A introdução desta nova funcionalidade na aplicação da Uber tem dividido os Estados Unidos. Há quem a considere essencial, uma ferramenta da justiça que tardou a chegar, já utilizada por taxistas e outras aplicações concorrentes da Uber; e quem a veja como uma marca da aristocracia capitalista, que tem pena dos seus pobres mas não lhes paga um salário que evite ficarem dependentes da caridade, como disse no Twitter o editor da revista Verge.

https://twitter.com/CaseyNewton/status/877216805797810176

Já Ed Zitron, profissional de relações públicas na área das novas tecnologias, considera que esta é uma forma de os condutores conseguirem fazer mais dinheiro do que aquele que a Uber lhes paga.

https://twitter.com/edzitron/status/877306030878728192

Tal como Lorena Gonzalez, ativista pelos direitos dos cidadãos latinos nos Estados Unidos:

Os colaboradores da Uber nos Estados Unidos já tinham colocado a companhia em tribunal por “desencorajar a prática de dar gorjeta” — um caso que a Uber “venceu” oferecendo 84 milhões de dólares aos 385 mil trabalhadores que interpuseram a ação. Com isto a Uber garante que os seus colaboradores continuam como tal e não como “trabalhadores fixos”.

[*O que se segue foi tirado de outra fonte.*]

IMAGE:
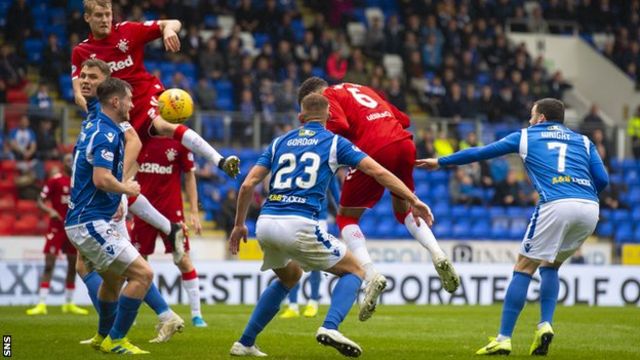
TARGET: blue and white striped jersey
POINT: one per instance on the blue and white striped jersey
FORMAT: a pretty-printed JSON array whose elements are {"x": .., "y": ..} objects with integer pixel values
[
  {"x": 302, "y": 163},
  {"x": 561, "y": 163},
  {"x": 100, "y": 144}
]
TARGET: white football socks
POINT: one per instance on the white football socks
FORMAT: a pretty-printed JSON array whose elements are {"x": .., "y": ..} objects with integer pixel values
[
  {"x": 192, "y": 287},
  {"x": 424, "y": 236},
  {"x": 143, "y": 209},
  {"x": 194, "y": 142},
  {"x": 356, "y": 242}
]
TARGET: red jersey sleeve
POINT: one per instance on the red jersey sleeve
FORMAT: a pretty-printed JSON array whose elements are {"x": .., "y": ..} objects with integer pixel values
[
  {"x": 187, "y": 162},
  {"x": 76, "y": 62},
  {"x": 141, "y": 33},
  {"x": 402, "y": 117},
  {"x": 46, "y": 190},
  {"x": 337, "y": 122}
]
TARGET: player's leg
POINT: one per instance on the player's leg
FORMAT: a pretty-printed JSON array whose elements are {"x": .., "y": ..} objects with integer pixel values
[
  {"x": 139, "y": 276},
  {"x": 191, "y": 285},
  {"x": 70, "y": 284},
  {"x": 423, "y": 234},
  {"x": 267, "y": 307},
  {"x": 514, "y": 301},
  {"x": 143, "y": 237},
  {"x": 342, "y": 299},
  {"x": 43, "y": 292},
  {"x": 311, "y": 309},
  {"x": 194, "y": 142},
  {"x": 583, "y": 218}
]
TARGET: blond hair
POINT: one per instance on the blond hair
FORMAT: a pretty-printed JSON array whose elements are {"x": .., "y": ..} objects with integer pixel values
[
  {"x": 314, "y": 107},
  {"x": 89, "y": 5}
]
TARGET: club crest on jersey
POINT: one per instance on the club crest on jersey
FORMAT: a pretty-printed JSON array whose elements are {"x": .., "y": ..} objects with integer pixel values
[
  {"x": 306, "y": 132},
  {"x": 123, "y": 45},
  {"x": 171, "y": 154}
]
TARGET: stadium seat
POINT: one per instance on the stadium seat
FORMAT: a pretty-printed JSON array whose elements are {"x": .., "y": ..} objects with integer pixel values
[
  {"x": 33, "y": 48},
  {"x": 442, "y": 228},
  {"x": 480, "y": 230},
  {"x": 623, "y": 233},
  {"x": 604, "y": 229},
  {"x": 461, "y": 229}
]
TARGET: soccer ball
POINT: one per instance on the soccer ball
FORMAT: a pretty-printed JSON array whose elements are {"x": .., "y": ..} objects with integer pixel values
[{"x": 175, "y": 105}]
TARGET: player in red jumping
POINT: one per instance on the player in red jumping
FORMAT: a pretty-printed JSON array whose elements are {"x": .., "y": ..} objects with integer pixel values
[
  {"x": 162, "y": 163},
  {"x": 56, "y": 191},
  {"x": 378, "y": 128},
  {"x": 121, "y": 46}
]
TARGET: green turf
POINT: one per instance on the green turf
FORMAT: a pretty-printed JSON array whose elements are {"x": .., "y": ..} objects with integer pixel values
[{"x": 394, "y": 332}]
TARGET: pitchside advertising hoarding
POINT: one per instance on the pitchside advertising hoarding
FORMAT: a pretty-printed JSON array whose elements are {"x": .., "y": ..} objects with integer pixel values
[
  {"x": 485, "y": 268},
  {"x": 241, "y": 282}
]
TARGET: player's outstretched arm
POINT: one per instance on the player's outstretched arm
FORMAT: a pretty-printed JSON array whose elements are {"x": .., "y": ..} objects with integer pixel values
[
  {"x": 77, "y": 95},
  {"x": 170, "y": 30},
  {"x": 507, "y": 145},
  {"x": 240, "y": 231},
  {"x": 105, "y": 181},
  {"x": 395, "y": 185},
  {"x": 191, "y": 188},
  {"x": 132, "y": 147}
]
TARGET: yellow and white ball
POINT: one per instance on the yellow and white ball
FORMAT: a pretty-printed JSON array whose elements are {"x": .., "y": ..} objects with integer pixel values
[{"x": 175, "y": 105}]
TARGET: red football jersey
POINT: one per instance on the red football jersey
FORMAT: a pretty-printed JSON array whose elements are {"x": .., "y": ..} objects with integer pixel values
[
  {"x": 123, "y": 50},
  {"x": 162, "y": 162},
  {"x": 361, "y": 115},
  {"x": 56, "y": 190}
]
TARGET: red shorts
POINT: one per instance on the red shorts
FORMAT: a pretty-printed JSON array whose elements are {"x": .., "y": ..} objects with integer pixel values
[
  {"x": 143, "y": 235},
  {"x": 145, "y": 109},
  {"x": 362, "y": 191},
  {"x": 56, "y": 240}
]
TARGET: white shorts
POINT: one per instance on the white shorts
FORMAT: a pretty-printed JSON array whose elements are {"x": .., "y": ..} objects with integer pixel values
[
  {"x": 286, "y": 238},
  {"x": 558, "y": 228},
  {"x": 101, "y": 244}
]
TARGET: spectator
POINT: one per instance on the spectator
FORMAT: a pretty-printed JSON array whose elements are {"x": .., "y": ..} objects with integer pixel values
[
  {"x": 12, "y": 68},
  {"x": 228, "y": 212},
  {"x": 508, "y": 192},
  {"x": 336, "y": 67},
  {"x": 424, "y": 144},
  {"x": 46, "y": 144},
  {"x": 246, "y": 16},
  {"x": 374, "y": 40},
  {"x": 357, "y": 73},
  {"x": 55, "y": 59},
  {"x": 633, "y": 130},
  {"x": 394, "y": 35},
  {"x": 592, "y": 121},
  {"x": 487, "y": 105},
  {"x": 557, "y": 86},
  {"x": 396, "y": 95},
  {"x": 308, "y": 50},
  {"x": 443, "y": 145},
  {"x": 22, "y": 140},
  {"x": 19, "y": 24},
  {"x": 205, "y": 95},
  {"x": 461, "y": 189}
]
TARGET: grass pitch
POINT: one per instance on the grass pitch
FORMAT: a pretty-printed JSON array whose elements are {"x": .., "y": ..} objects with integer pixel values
[{"x": 394, "y": 332}]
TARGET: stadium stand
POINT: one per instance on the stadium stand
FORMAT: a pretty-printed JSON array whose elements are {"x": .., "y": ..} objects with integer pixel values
[{"x": 450, "y": 59}]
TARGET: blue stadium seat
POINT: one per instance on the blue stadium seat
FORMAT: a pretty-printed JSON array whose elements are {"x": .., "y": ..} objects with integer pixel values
[
  {"x": 440, "y": 209},
  {"x": 442, "y": 228},
  {"x": 33, "y": 48},
  {"x": 621, "y": 216},
  {"x": 459, "y": 211},
  {"x": 604, "y": 229},
  {"x": 462, "y": 229},
  {"x": 260, "y": 39},
  {"x": 623, "y": 233},
  {"x": 480, "y": 230}
]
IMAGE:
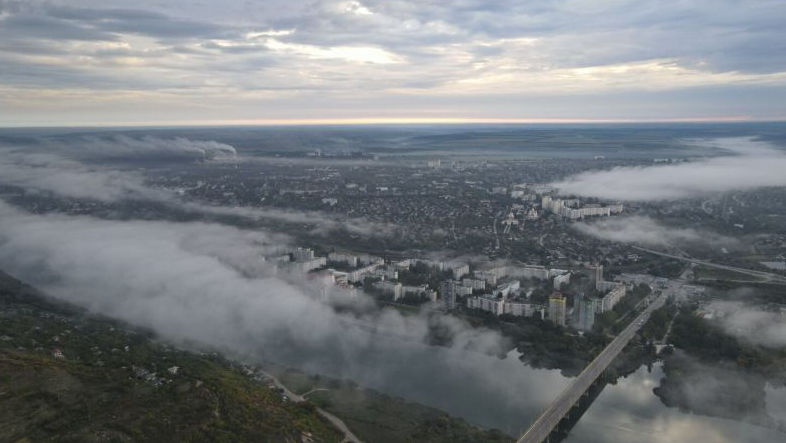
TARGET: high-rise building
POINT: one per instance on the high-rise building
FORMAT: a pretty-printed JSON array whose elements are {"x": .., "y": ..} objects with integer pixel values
[
  {"x": 597, "y": 276},
  {"x": 584, "y": 309},
  {"x": 447, "y": 291},
  {"x": 557, "y": 307}
]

Desencorajar pode não ser a prática mais simpática — até porque em setores com deficiências crónicas em termos de remuneração como é o caso da restauração esse dinheiro é essencial — mas um texto da revista Economist também lista os maiores problemas com esta prática: “discriminação entre empregados e empregadas de mesa considerados mais atraentes ou de diferentes etnias”, “desresponsabilização do empregador em pagar um salário decente” ou “progressiva deterioração do serviço” uma vez que a pressão para dar ou a vergonha em não dar gorjeta acaba por levar quase toda a gente a deixar mais dinheiro, como é o caso dos Estados Unidos onde deixar qualquer valor abaixo dos 15-20% é visto como uma ofensa ao empregado.